DETAILED ACTION
Notice of Pre-AIA or AIA Status
The present application, filed on or after March 16, 2013, is being examined under the first inventor to file provisions of the AIA .
Response to Arguments
Applicant's arguments filed 17 February 2026 have been fully considered but they are not persuasive.
Applicant argues that Cohen in view of Wung does not teach the claimed equation for the prior probability of speech absence. As applicant notes, Cohen alone is not used to read on the claimed equation, but the combination of the references. The differences between Cohen’s equation 29 and applicant’s claimed equation are addressed by the cited portions of Wung. Paragraph [0007] of Wung, partially quoted by applicant, states “The Wiener filter is updated (its filter coefficients are computed) based on a speech presence probability (SPP), and the latter in turn is computed based on an a priori speech presence probability (a priori SPP.) The latter is computed by a multi-channel voice activity detector (MVAD), whose two input thresholds are dynamically adapted and are derived from i) an instantaneous a priori signal to noise ratio (SNR), and ii) an average a priori SNR, of the multi-channel dereverberated signal”. The MVAD referred to by the applicant and cited by the prior rejection is calculating a priori speech presence probability, as the claim requires. The two input thresholds are dynamically adapted and based on “a characteristic of noise distribution” as required by the claim (signal to noise ratio is a characteristic of noise distribution). Thus, the modification of Cohen by Wung renders the claim limitation obvious to one with ordinary skill in the art.
Claim Rejections - 35 USC § 103
The following is a quotation of 35 U.S.C. 103 which forms the basis for all obviousness rejections set forth in this Office action:
A patent for a claimed invention may not be obtained, notwithstanding that the claimed invention is not identically disclosed as set forth in section 102, if the differences between the claimed invention and the prior art are such that the claimed invention as a whole would have been obvious before the effective filing date of the claimed invention to a person having ordinary skill in the art to which the claimed invention pertains. Patentability shall not be negated by the manner in which the invention was made.
Claim(s) 1, 4-13, 15-16, 19-21 is/are rejected under 35 U.S.C. 103 as being unpatentable over Cohen in view of Wung (US 20180350379 A1).
Claim 1: Cohen discloses a method for suppressing noise by quickly calculating a speech presence probability, comprising:
obtaining an input signal, and converting the input signal from a time-domain signal to a frequency-domain signal; (Section 2 paragraph 2: observed signal converted into frequency domain using STFT)
calculating a real-time power spectrum of the frequency-domain signal, and tracking a minimum power in the real-time power spectrum; (Section 3, Paragraph 2: minimum tracking)

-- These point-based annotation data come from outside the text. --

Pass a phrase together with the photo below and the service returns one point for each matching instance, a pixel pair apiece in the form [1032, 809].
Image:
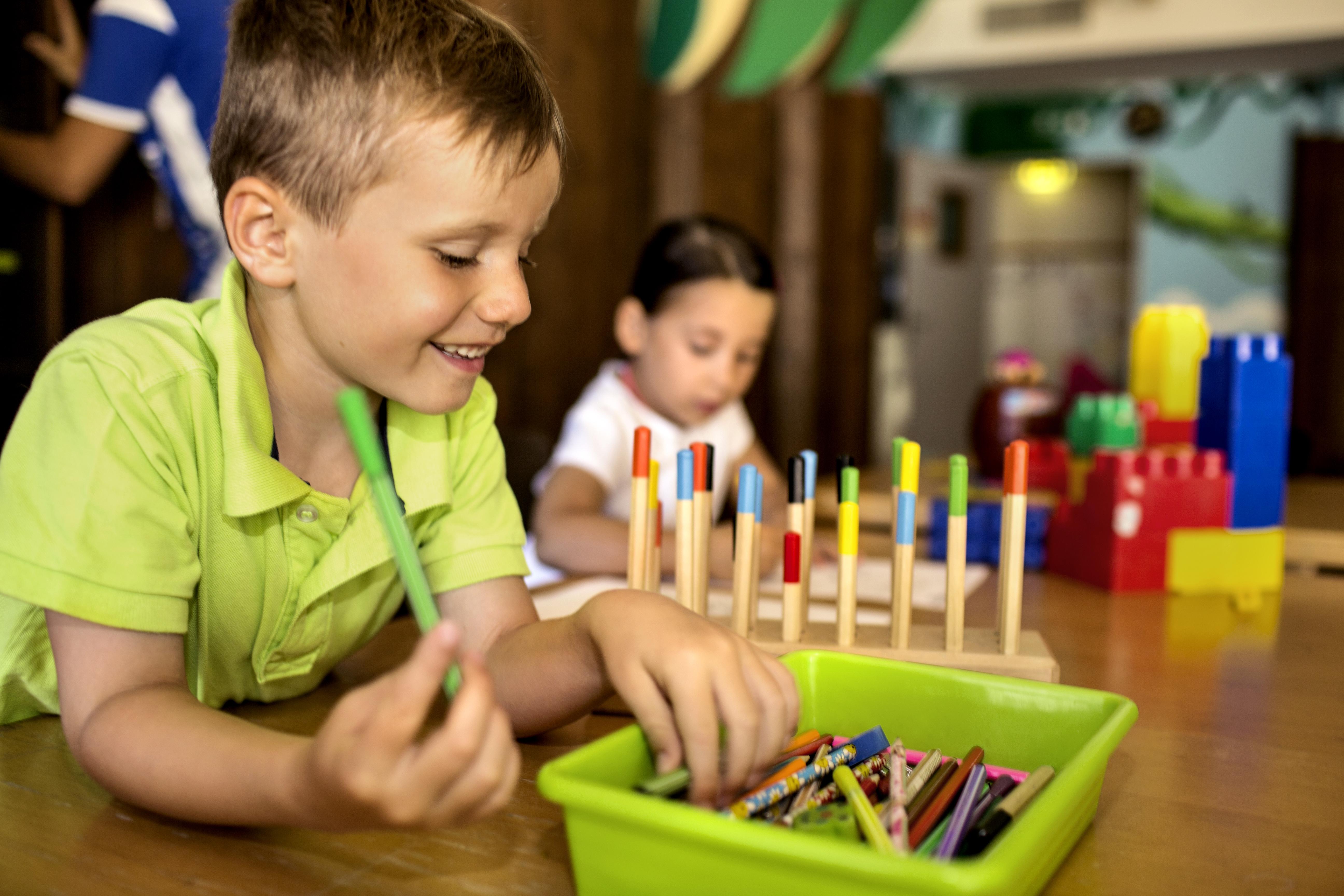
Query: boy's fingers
[648, 704]
[743, 718]
[487, 782]
[771, 702]
[788, 688]
[697, 720]
[408, 692]
[447, 753]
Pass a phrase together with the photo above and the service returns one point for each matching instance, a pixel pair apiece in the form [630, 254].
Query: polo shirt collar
[255, 481]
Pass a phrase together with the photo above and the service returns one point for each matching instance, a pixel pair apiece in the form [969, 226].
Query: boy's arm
[681, 674]
[136, 729]
[68, 164]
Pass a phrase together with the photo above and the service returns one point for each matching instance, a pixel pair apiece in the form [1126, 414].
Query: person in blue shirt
[152, 73]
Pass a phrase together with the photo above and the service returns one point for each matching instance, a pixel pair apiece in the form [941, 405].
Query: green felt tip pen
[850, 486]
[957, 477]
[353, 405]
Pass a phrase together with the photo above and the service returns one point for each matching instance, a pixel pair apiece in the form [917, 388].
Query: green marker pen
[353, 405]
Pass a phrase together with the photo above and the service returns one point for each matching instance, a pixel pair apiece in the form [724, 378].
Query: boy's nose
[505, 302]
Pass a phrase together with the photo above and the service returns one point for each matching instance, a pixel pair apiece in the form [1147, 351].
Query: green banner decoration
[669, 26]
[1175, 206]
[716, 26]
[876, 26]
[783, 37]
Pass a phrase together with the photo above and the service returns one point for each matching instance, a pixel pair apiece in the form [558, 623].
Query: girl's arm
[575, 535]
[136, 729]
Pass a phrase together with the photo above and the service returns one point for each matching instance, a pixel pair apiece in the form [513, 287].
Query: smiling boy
[183, 522]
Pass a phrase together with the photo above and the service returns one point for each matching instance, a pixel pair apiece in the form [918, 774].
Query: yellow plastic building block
[1225, 561]
[1164, 353]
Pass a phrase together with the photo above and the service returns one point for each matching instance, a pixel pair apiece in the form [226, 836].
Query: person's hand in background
[65, 56]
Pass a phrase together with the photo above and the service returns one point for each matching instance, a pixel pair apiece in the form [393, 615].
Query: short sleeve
[130, 45]
[95, 522]
[593, 441]
[480, 535]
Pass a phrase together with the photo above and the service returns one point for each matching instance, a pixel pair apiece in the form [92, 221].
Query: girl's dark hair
[698, 248]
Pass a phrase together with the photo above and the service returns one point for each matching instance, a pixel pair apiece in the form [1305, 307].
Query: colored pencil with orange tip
[638, 554]
[1013, 545]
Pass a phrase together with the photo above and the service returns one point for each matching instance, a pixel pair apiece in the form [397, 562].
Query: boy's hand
[65, 57]
[685, 678]
[366, 769]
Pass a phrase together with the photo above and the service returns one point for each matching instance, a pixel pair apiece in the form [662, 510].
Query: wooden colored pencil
[863, 810]
[686, 528]
[979, 837]
[955, 614]
[904, 553]
[960, 817]
[925, 770]
[810, 519]
[656, 563]
[638, 555]
[847, 598]
[897, 823]
[792, 624]
[897, 573]
[1013, 546]
[743, 550]
[924, 819]
[702, 503]
[756, 553]
[652, 566]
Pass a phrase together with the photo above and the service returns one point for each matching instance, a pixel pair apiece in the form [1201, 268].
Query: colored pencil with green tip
[955, 616]
[353, 405]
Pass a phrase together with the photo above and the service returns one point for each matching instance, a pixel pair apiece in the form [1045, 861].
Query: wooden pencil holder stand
[980, 651]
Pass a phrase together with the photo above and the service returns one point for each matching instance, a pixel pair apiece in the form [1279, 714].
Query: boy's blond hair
[315, 89]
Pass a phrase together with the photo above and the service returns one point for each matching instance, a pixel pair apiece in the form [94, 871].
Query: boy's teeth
[463, 351]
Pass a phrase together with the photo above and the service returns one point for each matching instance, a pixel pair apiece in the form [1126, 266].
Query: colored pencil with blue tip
[743, 549]
[810, 519]
[686, 528]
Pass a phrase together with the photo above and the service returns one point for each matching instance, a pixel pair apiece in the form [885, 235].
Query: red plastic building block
[1047, 465]
[1117, 538]
[1164, 432]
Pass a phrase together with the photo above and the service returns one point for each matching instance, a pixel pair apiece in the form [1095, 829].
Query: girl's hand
[366, 768]
[685, 678]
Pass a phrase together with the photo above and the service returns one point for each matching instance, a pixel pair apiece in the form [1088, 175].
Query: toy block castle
[1173, 516]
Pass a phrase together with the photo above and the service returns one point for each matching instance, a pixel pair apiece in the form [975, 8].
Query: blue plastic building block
[983, 526]
[1245, 397]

performing noise estimation based on the minimum power to obtain an estimated noise power spectrum; (Section 1: Noise estimation is based on the tracked minimum power)
calculating a gain coefficient based on the estimated noise power spectrum, and enhancing the frequency-domain signal based on the gain coefficient to obtain an enhanced frequency-domain signal; (Section 4 Equation 33, Section 5 Figure 1: Calculate gain based on estimated noise power)
and converting the enhanced frequency-domain signal to a time-domain signal to obtain an output signal. (Section 5 Figure 4: Output enhanced signal c in time domain)
wherein the performing noise estimation based on the minimum power to obtain an estimated noise power spectrum comprises:
calculating a ratio of a real-time power to the minimum power in the real-time power spectrum; (Section 3 Equation 18)
obtaining a threshold and comparing the ratio with the threshold to obtain a prior probability of speech absence; (Section 3 Equation 29)
calculating a posterior signal-to-noise ratio based on the real-time power spectrum, wherein the posterior signal-to-noise ratio is a ratio of a real-time power of a current frame to an estimated noise power of a previous frame; (Section 2 Equation 3)
calculating a prior signal-to-noise ratio through a decision-directed approach; (Section 3 Equation 32 and surrounding paragraphs: decision-directed approach to obtain a priori SNR)
calculating a speech presence probability based on the prior signal-to-noise ratio, the posterior signal-to-noise ratio, and the prior probability of speech absence; (Section 2 Equation 7)
and calculating the estimated noise power spectrum based on the speech presence probability. (Section 2 Equations 9-10 and surrounding paragraphs: use speech probability to obtain the estimated noise spectrum)
wherein a calculation for probability of speech absence is obtained as:
PNG
media_image1.png
115
501
media_image1.png
Greyscale
; (Section 3 Equation 29)
However, Cohen does not disclose wherein Δ represents a threshold set by frequencies based on a characteristic of noise distribution.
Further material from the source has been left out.